The other interesting strand is what will Cory’s people do. Can they find him across the vastness of space and if they do what will they do? Take him away; save us or bring us into a new age of wonder?smartly all the human plot points around Cory - the industrialists who want his technology; the people who are violent and hateful towards aliens and are constantly seeing conspiracies all feed into an interesting question. Are humans worth saving? Cox prods the reader to look at ourselves with non human eyes. Already climate damage was being seen, war and cruelty was on the rise and this planet isn’t a safe world. Are we really worth putting other race’s lives in danger for and what can we do to persuade them. We cannot say fifty years later we have learnt too much so for me this was a thoughtful and hard question to answer! Cory though does have some thoughts to share.
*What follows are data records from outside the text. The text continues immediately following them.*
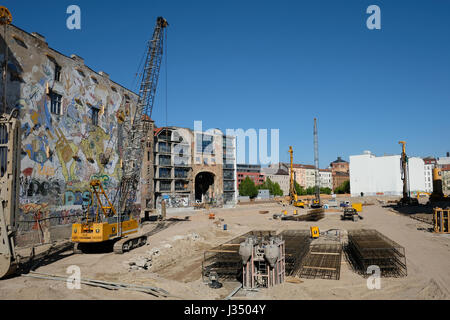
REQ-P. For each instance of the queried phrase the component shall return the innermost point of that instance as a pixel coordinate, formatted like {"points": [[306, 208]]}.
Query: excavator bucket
{"points": [[9, 191]]}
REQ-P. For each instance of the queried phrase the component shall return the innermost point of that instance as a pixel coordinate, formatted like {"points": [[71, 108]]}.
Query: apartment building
{"points": [[326, 178], [340, 172], [74, 125], [253, 171], [193, 167]]}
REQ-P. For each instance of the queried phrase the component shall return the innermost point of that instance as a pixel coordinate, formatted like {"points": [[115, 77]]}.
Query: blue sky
{"points": [[277, 65]]}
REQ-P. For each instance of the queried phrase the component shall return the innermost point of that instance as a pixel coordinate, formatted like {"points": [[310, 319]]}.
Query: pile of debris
{"points": [[145, 262]]}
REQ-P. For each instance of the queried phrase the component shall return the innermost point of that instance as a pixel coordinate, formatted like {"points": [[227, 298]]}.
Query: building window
{"points": [[20, 42], [81, 73], [55, 103], [57, 72], [94, 115]]}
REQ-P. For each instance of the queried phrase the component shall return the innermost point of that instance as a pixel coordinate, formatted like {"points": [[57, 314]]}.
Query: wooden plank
{"points": [[326, 253], [320, 268], [222, 251]]}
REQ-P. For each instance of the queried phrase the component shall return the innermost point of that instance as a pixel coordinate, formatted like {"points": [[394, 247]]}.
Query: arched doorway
{"points": [[204, 186]]}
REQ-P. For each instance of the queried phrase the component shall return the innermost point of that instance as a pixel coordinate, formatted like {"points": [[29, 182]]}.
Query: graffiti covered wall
{"points": [[63, 145]]}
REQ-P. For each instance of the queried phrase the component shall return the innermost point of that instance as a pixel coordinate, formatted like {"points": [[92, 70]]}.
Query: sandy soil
{"points": [[176, 254]]}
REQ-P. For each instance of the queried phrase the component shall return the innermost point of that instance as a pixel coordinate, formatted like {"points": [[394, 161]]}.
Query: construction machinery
{"points": [[316, 204], [438, 194], [117, 224], [9, 170], [294, 200], [350, 214], [406, 199]]}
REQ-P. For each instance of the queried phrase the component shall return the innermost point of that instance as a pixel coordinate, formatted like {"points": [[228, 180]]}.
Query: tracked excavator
{"points": [[404, 165], [9, 170], [104, 222], [294, 200]]}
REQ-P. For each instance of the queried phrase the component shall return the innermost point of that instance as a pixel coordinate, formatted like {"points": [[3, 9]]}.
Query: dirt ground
{"points": [[175, 255]]}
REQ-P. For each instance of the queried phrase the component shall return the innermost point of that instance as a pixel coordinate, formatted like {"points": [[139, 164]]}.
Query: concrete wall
{"points": [[382, 175], [61, 153]]}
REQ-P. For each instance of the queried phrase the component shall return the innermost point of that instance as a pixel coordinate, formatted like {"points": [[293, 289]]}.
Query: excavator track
{"points": [[129, 243]]}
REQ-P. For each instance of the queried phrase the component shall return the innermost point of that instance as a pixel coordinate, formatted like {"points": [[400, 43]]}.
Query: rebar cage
{"points": [[322, 261], [367, 247]]}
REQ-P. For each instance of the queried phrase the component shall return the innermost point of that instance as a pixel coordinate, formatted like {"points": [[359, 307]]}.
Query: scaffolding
{"points": [[368, 248]]}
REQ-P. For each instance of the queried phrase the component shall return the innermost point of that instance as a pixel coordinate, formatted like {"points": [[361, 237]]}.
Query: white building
{"points": [[326, 178], [279, 176], [382, 175]]}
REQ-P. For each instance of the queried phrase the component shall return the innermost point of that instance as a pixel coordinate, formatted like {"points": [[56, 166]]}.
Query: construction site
{"points": [[92, 187]]}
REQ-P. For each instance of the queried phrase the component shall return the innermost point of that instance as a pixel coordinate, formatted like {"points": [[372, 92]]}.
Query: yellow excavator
{"points": [[294, 200], [404, 162], [103, 222]]}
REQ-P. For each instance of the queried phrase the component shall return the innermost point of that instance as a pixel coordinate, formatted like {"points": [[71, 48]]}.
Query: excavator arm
{"points": [[9, 190]]}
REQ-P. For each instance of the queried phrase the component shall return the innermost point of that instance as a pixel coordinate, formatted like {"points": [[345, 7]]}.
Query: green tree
{"points": [[248, 188]]}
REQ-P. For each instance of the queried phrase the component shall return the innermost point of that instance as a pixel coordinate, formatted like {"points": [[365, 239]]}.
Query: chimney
{"points": [[104, 74], [40, 37], [77, 58]]}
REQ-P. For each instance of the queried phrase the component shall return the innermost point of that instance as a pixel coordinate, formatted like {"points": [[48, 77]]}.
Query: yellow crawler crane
{"points": [[105, 225], [117, 223], [295, 201]]}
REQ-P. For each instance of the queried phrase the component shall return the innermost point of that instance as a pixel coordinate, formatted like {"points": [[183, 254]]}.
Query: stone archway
{"points": [[204, 185]]}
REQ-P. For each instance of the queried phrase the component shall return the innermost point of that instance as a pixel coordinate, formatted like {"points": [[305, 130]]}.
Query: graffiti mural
{"points": [[61, 152]]}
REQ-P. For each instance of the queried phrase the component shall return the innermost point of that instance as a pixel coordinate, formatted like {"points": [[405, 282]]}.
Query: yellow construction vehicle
{"points": [[294, 200], [419, 194], [404, 162], [105, 224], [109, 223]]}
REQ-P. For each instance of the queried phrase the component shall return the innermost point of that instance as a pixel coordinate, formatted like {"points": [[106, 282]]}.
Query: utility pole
{"points": [[5, 20]]}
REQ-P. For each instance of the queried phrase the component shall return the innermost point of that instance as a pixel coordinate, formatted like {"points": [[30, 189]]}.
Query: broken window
{"points": [[20, 42], [165, 186], [81, 73], [94, 115], [57, 72], [55, 103]]}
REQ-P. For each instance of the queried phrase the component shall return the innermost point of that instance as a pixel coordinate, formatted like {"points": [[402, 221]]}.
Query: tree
{"points": [[299, 189], [248, 188], [344, 188]]}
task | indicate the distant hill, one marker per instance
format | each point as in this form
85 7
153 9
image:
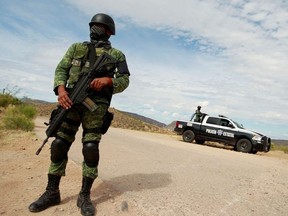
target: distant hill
121 119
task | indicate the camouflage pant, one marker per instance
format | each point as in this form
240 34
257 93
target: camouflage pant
91 124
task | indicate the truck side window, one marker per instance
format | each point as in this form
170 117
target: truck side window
212 120
224 122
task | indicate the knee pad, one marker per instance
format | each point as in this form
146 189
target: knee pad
91 153
59 150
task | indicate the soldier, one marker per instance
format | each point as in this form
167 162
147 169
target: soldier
198 114
77 60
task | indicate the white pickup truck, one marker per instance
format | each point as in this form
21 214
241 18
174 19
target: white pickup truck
223 130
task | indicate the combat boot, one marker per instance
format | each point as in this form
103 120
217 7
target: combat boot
50 197
84 201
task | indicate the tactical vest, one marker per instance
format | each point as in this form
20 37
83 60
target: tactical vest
80 63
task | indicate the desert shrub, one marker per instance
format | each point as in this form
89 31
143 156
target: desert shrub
29 111
8 99
19 117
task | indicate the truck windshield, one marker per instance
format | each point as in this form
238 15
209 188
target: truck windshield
238 125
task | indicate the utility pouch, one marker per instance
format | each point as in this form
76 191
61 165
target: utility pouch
53 114
107 120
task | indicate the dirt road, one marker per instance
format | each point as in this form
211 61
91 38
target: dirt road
154 175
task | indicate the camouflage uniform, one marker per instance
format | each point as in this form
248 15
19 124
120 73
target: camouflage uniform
67 73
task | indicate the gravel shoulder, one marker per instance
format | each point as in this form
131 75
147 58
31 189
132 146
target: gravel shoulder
152 186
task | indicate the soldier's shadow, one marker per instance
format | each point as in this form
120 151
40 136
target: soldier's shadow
108 190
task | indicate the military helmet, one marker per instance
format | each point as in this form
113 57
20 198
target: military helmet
105 20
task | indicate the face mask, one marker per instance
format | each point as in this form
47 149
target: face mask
98 33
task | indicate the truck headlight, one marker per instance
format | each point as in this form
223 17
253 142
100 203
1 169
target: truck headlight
257 138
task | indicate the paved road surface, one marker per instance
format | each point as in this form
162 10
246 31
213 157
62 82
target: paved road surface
161 175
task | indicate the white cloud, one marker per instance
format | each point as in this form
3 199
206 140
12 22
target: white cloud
230 57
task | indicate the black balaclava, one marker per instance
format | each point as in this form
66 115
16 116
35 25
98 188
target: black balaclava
98 33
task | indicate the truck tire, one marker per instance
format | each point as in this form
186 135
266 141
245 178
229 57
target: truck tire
199 141
244 145
188 136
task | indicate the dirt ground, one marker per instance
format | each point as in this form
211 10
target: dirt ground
24 178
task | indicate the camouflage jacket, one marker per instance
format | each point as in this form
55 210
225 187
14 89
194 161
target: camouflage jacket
75 62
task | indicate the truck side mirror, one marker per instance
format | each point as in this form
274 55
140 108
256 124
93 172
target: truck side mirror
230 125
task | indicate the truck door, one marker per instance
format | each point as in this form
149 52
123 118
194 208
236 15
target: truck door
226 131
209 129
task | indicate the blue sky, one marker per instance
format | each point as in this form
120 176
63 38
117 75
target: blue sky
230 57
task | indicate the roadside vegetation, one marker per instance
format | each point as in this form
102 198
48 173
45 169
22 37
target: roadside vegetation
14 114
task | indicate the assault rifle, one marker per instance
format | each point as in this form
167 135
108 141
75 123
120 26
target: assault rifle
79 94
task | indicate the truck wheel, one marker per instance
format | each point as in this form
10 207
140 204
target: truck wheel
188 136
244 145
199 141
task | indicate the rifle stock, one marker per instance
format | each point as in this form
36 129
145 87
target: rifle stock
79 94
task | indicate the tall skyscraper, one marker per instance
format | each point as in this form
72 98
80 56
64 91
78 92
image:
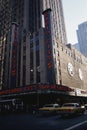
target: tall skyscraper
82 38
24 18
58 25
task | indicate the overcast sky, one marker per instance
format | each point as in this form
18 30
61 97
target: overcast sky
75 13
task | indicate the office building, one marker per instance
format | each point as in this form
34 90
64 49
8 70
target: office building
35 59
82 38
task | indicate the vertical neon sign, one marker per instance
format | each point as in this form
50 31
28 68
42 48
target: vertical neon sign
48 45
14 43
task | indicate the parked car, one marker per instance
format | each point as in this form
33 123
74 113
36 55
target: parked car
70 109
85 106
49 109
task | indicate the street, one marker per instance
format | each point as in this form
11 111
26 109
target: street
26 121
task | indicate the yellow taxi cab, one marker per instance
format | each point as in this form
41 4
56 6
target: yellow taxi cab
48 109
70 108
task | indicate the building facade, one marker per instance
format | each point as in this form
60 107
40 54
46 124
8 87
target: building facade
33 57
82 38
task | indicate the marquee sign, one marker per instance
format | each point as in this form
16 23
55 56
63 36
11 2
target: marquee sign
48 46
35 88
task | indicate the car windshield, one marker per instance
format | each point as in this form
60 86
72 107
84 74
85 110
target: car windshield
48 105
68 105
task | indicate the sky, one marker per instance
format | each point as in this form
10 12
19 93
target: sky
75 13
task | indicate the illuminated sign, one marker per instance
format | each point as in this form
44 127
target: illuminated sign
48 46
14 42
35 88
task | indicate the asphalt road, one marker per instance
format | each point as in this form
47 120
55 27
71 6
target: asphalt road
25 121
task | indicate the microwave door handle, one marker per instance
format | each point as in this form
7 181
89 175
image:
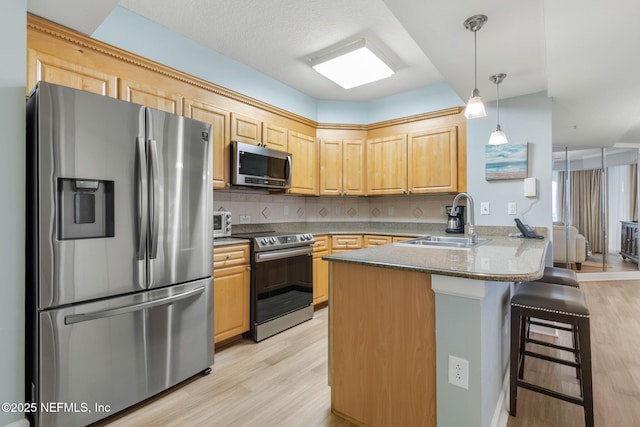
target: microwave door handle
154 191
110 312
288 168
143 207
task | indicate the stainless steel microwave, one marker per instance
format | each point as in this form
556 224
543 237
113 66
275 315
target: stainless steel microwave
221 224
255 166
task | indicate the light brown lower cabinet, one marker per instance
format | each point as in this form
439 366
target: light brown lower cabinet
231 281
320 270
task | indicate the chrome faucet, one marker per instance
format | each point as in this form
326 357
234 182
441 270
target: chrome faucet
472 234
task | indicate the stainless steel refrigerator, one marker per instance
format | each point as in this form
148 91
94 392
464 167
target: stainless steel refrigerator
119 254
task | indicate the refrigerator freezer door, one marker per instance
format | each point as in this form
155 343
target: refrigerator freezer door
120 351
181 199
81 137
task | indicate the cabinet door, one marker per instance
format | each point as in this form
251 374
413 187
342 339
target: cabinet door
387 165
219 120
331 167
320 278
246 129
150 96
47 68
230 302
275 136
353 167
304 159
433 161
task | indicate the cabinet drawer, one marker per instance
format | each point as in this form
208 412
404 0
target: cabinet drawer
372 240
321 244
346 241
228 256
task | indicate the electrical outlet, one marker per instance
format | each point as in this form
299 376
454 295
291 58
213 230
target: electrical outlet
484 208
459 372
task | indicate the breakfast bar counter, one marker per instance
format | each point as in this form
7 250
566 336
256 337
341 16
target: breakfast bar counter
398 312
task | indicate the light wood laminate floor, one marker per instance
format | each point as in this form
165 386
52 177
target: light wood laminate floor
283 380
615 354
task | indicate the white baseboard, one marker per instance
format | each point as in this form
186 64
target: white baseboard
501 413
608 275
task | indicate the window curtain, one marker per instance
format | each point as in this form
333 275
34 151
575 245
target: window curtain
622 203
633 190
586 205
560 198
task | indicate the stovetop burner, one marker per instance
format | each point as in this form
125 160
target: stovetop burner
272 240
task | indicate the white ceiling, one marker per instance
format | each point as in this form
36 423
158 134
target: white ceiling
583 54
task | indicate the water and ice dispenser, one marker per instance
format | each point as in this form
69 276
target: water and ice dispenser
85 208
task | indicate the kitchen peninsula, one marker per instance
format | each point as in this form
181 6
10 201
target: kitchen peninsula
398 312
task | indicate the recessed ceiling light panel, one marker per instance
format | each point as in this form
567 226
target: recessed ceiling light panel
353 65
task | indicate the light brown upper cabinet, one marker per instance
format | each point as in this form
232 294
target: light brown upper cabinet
219 120
150 95
342 167
304 159
48 68
433 161
246 129
387 165
274 136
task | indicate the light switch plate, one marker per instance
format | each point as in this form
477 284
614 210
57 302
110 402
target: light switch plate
484 208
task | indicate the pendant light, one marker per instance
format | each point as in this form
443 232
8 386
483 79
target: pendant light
475 107
497 136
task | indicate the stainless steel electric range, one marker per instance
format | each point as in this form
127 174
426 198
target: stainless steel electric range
281 281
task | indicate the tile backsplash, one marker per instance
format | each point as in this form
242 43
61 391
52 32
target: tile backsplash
260 207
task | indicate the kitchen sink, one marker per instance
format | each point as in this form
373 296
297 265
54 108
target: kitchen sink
443 242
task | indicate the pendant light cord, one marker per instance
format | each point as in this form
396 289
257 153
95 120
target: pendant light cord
498 104
475 60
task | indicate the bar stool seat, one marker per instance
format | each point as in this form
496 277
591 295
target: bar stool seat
556 303
560 276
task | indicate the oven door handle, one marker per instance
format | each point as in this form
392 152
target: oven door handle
284 253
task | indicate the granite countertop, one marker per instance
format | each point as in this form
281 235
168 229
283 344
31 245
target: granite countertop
507 259
222 241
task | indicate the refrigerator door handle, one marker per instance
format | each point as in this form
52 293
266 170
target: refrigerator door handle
155 198
143 206
101 314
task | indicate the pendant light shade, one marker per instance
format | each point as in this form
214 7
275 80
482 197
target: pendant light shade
498 137
475 107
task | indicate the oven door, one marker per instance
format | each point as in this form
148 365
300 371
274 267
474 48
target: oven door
282 282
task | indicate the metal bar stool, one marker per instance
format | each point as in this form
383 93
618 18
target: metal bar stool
557 303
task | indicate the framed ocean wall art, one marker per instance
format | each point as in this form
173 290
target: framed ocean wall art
507 161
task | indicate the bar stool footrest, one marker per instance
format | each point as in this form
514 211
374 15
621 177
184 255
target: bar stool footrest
552 345
551 325
552 393
552 359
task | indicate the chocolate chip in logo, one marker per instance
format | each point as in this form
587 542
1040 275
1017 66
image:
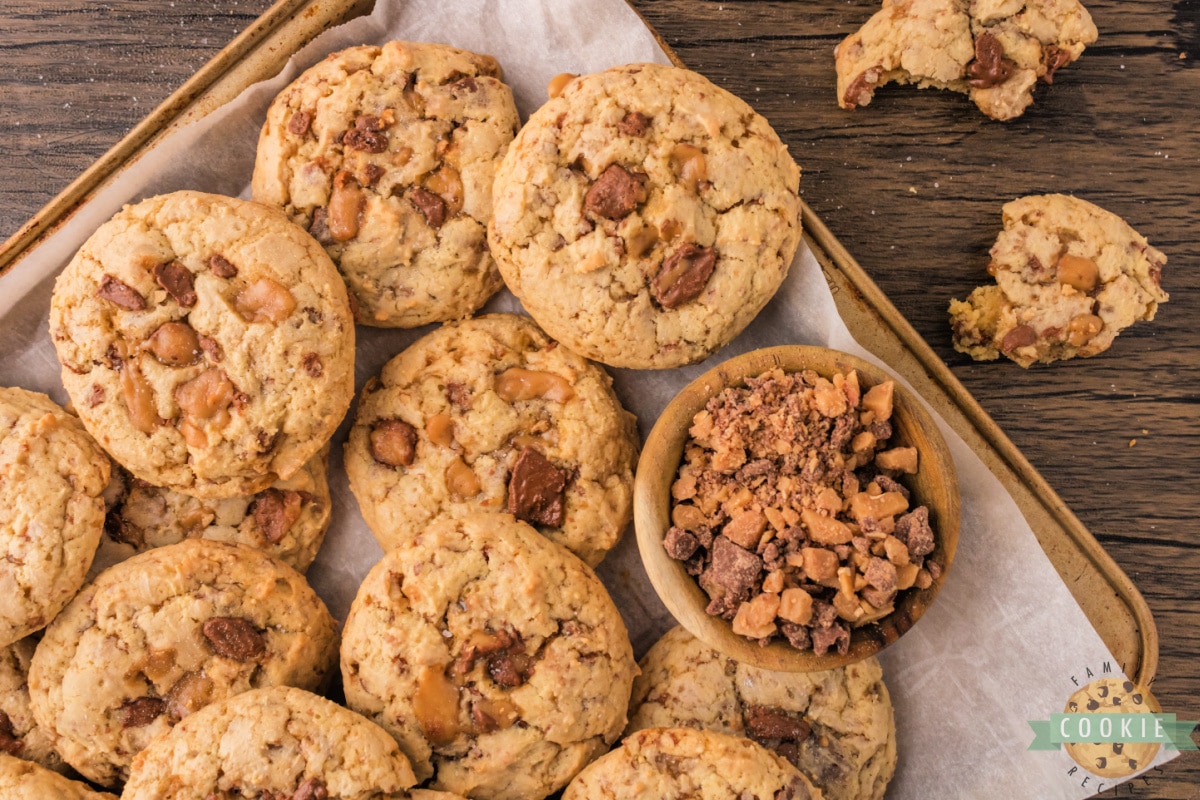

Our Child of Two Worlds is a rather beautiful piece of science fiction building on the earlier novel and still surprising me showing how the characters and world it lives in have evolved and importantly why I care about what happens to them. All of which is down to Cox’s writing style - warm, lyrical and not afraid to explore humanity’s many complex and opposing points of view. This is the kind of book that makes you think about what being human is and could be. Definitely an author I will be looking out for more stories from and I strongly recommend you get this pair of wonderful science fiction stories now - in times like these hope for the future (even when it is in our past) is so important.